The AlN/patterned-Si substrate was then used to grow and fabricated into a deep UV-LED device, with the schematic of this device shown in Fig. 3. First, we loaded the substrate into another MOCVD reactor to grow the deep UV-LED structure with an approximate 1.3 µm n-Al0.6Ga0.4N layer by doping Si, and then a three-undoped Al0.2Ga0.8N/Al0.7Ga0.3N MQWs/barriers layer was continuously grown with about 2 nm and 6 nm for each well and barrier layer, respectively. A 25 nm p-Al0.95Ga0.05N layer doped with Mg was used as an electron-blocking layer (EBL), and finally, an approximately 100 nm transparent p-Al0.7Ga0.3N layer was grown on the top for the contact layer with the p-type doping concentration to be expected at about 1016/cm3. All these layers were grown using a low-pressure MOCVD reactor with detailed growth conditions are listed in Table 1. The p-AlGaN contact layer was grown at 1150 °C, and the other layers at 1200 °C. The growth pressure is kept in constant for all layers at 76 Torr. After the growth, the sample was heated at 850 °C in a N2 atmosphere for 50 min. Ni/Au metal and In balls were then used as p- and n-contact electrodes, respectively. The thickness of the Ni and Au components of the p-electrode were about 15 nm and 25 nm, respectively, and the final device is shown in the inset of Fig. 4. The transparent p-AlGaN layer was one of keys contributor to improving the light extraction efficiency of the deep UV-LED. The transmittance of the p-AlGaN with about 70% Al composition has been carried out6 and found that transmittance ratio exceeded 95% for the wavelength range from 250 nm to 400 nm.

Figure 3
figure3

Schematic of the deep UV-LED structure grown on the micro-circle-patterned Si substrate with a transparent p-AlGaN layer and an electron-blocking layer.

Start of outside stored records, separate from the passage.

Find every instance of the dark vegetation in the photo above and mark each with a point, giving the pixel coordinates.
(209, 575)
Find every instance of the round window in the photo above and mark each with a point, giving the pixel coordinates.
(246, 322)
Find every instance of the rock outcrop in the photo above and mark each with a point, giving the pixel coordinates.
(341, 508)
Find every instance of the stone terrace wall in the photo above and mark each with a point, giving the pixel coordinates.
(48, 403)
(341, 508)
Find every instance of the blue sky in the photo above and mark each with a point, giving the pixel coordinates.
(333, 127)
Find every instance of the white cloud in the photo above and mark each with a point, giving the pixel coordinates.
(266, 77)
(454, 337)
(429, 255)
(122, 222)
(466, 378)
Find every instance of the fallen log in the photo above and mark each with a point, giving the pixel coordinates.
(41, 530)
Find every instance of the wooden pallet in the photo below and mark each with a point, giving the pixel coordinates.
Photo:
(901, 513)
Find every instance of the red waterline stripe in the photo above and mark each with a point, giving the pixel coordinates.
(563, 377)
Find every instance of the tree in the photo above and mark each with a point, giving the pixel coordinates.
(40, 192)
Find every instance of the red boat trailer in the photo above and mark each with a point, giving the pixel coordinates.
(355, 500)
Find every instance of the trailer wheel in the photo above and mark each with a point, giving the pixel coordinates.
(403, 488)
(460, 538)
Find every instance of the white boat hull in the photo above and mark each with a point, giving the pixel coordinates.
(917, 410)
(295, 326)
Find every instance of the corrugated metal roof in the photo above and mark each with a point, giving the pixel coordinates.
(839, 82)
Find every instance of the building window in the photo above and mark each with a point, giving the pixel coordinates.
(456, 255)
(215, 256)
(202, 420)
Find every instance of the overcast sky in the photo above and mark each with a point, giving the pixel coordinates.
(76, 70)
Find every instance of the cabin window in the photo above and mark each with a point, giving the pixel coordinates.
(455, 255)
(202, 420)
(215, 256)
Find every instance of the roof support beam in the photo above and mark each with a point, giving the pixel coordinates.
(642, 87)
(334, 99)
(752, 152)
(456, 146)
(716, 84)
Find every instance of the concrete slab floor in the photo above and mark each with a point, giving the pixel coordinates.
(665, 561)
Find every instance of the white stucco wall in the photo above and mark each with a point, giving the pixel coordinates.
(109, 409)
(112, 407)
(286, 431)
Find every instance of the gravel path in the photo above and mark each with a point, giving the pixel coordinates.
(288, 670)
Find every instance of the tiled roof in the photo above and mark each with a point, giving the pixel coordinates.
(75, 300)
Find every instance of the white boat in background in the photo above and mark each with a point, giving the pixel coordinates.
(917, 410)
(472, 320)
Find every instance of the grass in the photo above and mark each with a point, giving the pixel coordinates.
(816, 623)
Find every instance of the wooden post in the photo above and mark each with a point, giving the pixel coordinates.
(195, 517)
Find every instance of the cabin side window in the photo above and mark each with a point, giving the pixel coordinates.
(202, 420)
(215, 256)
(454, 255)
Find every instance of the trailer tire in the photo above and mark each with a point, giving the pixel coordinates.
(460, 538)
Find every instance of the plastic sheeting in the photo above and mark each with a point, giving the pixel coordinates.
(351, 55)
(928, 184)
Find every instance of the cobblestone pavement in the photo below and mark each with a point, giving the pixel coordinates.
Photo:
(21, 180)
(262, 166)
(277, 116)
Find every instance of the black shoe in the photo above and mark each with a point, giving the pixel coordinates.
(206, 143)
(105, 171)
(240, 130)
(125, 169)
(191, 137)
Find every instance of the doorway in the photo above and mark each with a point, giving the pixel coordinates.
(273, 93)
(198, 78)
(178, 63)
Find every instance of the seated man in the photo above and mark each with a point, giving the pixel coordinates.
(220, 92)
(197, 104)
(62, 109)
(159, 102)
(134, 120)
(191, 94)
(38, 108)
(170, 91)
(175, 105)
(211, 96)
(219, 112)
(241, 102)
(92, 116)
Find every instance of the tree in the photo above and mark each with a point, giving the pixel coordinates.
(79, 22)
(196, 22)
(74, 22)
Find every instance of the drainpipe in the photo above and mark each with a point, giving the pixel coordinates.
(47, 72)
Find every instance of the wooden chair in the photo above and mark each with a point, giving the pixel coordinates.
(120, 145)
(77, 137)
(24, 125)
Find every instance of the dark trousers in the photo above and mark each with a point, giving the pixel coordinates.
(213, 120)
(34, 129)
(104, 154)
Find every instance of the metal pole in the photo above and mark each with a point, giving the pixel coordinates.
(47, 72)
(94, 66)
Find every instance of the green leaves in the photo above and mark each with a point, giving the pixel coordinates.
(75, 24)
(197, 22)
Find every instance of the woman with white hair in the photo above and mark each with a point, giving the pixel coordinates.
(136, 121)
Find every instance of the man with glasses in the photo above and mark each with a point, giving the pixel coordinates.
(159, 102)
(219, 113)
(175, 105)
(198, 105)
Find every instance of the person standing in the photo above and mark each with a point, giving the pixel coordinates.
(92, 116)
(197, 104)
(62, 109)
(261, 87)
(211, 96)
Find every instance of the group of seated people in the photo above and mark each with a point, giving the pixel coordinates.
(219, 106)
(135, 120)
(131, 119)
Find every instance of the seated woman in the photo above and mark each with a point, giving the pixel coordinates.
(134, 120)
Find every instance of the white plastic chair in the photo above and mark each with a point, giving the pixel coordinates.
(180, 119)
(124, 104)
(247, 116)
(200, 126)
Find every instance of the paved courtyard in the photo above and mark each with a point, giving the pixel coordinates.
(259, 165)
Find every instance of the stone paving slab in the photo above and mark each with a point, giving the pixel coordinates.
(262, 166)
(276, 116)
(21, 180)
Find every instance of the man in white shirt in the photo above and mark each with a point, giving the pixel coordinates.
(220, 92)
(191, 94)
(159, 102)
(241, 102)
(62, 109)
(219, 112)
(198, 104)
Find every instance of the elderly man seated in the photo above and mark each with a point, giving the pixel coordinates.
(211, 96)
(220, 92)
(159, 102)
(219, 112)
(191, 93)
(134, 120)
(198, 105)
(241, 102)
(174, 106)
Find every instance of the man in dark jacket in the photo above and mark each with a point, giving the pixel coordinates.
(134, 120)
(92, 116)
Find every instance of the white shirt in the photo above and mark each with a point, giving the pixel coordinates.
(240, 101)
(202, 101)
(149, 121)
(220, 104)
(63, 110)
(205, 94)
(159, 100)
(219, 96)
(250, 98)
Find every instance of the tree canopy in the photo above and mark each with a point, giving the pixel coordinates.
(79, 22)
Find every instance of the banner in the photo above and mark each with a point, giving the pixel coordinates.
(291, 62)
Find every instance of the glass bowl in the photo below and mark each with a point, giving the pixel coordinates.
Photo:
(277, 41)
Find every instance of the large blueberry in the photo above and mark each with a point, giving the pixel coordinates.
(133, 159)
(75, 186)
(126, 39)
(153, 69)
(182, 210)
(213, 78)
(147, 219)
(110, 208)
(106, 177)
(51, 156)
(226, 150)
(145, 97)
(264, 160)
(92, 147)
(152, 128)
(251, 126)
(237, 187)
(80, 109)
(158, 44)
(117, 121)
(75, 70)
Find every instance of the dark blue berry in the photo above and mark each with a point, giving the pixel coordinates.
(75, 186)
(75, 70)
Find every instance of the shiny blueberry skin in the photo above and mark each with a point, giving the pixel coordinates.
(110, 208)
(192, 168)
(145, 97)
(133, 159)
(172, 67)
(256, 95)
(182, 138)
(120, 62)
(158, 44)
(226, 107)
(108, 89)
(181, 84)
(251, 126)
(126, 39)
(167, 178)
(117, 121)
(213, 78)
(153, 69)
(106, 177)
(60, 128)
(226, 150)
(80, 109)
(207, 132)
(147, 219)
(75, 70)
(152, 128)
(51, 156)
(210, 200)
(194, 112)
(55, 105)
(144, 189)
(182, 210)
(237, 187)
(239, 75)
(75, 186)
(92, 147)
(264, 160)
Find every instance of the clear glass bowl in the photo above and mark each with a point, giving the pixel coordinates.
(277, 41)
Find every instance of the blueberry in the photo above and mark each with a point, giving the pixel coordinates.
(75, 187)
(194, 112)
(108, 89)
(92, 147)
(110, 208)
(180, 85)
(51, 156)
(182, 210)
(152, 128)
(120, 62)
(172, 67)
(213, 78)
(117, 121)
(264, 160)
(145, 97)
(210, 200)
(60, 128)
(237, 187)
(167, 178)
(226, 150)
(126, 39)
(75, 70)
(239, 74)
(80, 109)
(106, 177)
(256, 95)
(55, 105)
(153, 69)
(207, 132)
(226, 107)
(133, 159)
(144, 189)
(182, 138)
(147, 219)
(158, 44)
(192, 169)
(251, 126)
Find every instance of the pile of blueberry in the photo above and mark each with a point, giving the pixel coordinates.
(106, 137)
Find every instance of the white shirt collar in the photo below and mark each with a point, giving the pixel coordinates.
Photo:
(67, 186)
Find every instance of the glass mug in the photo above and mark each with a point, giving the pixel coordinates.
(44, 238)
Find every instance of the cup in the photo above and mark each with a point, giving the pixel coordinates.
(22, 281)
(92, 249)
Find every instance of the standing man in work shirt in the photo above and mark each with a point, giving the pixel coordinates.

Table 1 Growth conditions of a deep UV-LED on patterned Si substrate.
Figure 4
figure4

The electroluminescence spectrum was measured at room temperature under CW operation and various current injections. A single sharp peak without any shoulders was observed at a wavelength of 325 nm. The inset figure is the deep UV-LED device which was grown and fabricated on Si substrate and used to measure and present the data in this work.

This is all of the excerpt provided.